Of inspiration, maybe, or of the infinite, said my mother. Die blaue blume.

Can you take them out? said Elf. Can you take them away?


I flew into my aunt’s room, said hi, ta-dah! I put the giant bouquet onto her bedside table and she laughed. My goodness! How delightful! she said. They’re from Elf, I said.

I told her I was sorry about the latest developments, that Elf and my mom and I were going to have a quick lunch and then my mom and I would both come back here, to her ward, and visit properly. She waved off any urgency, meh, relax, if your mother can do it I can do it, and laughed again. She was talking about the surgery. She held up her arm, the one with the plaster cast, and said it was really bugging her. Did I want to write something on it? I wrote I love you, Auntie Tina! She looked at it and told me she loved me too. She asked me to get her a pen or a stir stick or something that she could stick into her cast so she could scratch her arm. It was driving her nuts. What are these numbers? I asked her. She told me she had written down Sheila’s and Esther’s cellphone numbers on her cast. Sheila and Esther were her daughters, my cousins. They were older than me and Leni, their sister who died, and often babysat us by giving us giant bags of red Twizzlers as hush money and sneaking out with their boyfriends. Leni and I would wait for them to leave and then go out and wander around town by ourselves until we’d eaten all the Twizzlers and the bedtime siren had gone off at the fire hall. Tina asked me to bring her a Starbucks coffee — but don’t tell the nurses. Just sneak it in. Small black. I told her I was a mule already, no problem, she could count on me.

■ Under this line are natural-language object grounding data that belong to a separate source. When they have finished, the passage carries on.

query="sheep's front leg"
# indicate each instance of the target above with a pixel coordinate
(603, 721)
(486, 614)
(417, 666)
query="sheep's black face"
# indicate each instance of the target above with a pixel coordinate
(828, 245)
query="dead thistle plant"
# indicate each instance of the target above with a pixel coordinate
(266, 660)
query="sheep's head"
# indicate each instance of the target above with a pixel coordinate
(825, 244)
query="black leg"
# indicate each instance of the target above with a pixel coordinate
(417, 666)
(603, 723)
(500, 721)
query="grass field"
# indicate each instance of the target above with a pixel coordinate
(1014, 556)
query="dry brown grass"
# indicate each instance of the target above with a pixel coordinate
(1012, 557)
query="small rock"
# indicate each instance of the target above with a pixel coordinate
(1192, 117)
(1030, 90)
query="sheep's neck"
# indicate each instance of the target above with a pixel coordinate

I went over to the nurses’ desk and asked if they knew when she’d have her surgery. Tomorrow morning at six, they told me. With Dr. Kevorkian. At least that’s what it sounded like to me. I went back to my aunt’s bed. So, tomorrow! I said. I sounded hysterical to myself.

Yup, said my aunt. Going under the knife. They’ve been drawing on my body, mapping it all out. Cut along the dotted line. What a hoot.

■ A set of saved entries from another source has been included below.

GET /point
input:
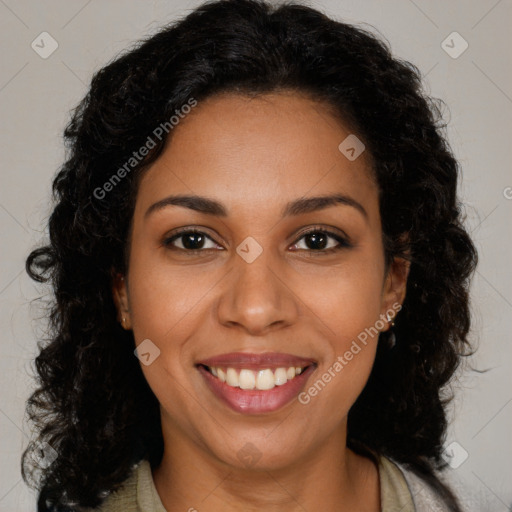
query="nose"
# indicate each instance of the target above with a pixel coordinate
(256, 297)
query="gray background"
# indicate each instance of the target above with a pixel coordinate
(36, 95)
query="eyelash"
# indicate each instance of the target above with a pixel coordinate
(342, 241)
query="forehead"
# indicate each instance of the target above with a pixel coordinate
(258, 152)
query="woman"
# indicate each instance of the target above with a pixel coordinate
(260, 205)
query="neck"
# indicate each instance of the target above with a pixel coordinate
(189, 478)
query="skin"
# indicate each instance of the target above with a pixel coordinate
(254, 156)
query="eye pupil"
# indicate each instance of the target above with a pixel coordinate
(316, 240)
(193, 241)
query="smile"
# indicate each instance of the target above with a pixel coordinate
(256, 383)
(260, 379)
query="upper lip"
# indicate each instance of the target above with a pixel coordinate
(257, 361)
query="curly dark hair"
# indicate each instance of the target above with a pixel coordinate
(93, 404)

I asked her about my cousins, her kids, were they both coming.

Sheila called, she said, and she and Frank are getting here this afternoon.

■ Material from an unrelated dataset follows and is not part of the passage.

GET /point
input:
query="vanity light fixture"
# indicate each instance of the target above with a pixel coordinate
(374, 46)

I quickly e-mailed Sheila from my BlackBerry and told her to send me her flight info and I’d pick them up at the airport. Frank was my uncle, Tina’s stalwart and jokey husband. He could barely walk from diabetes but he was game to travel here to be by Tina’s side. I kissed my aunt and she held me tightly, incredible strength for a pre-op heart patient, and looked me in the eye. Yolandi, she said, give my love to Elfrieda. Tell her I love her and tell her that I know she loves me too. She needs to hear that.

I promised I would and turned to go.

Also! called my aunt from her bed. We are Loewens! (That was their maiden name — my mother’s and Tina’s.) That means lions!

I smiled and nodded — and I murmured to the nurse passing me that my aunt was the king of the jungle so please handle her with care. The nurse laughed and squeezed my arm. Nurses in cardio are far more playful and friendly than they are in psych.


If you have to end up in the hospital, try to focus all your pain in your heart rather than your head.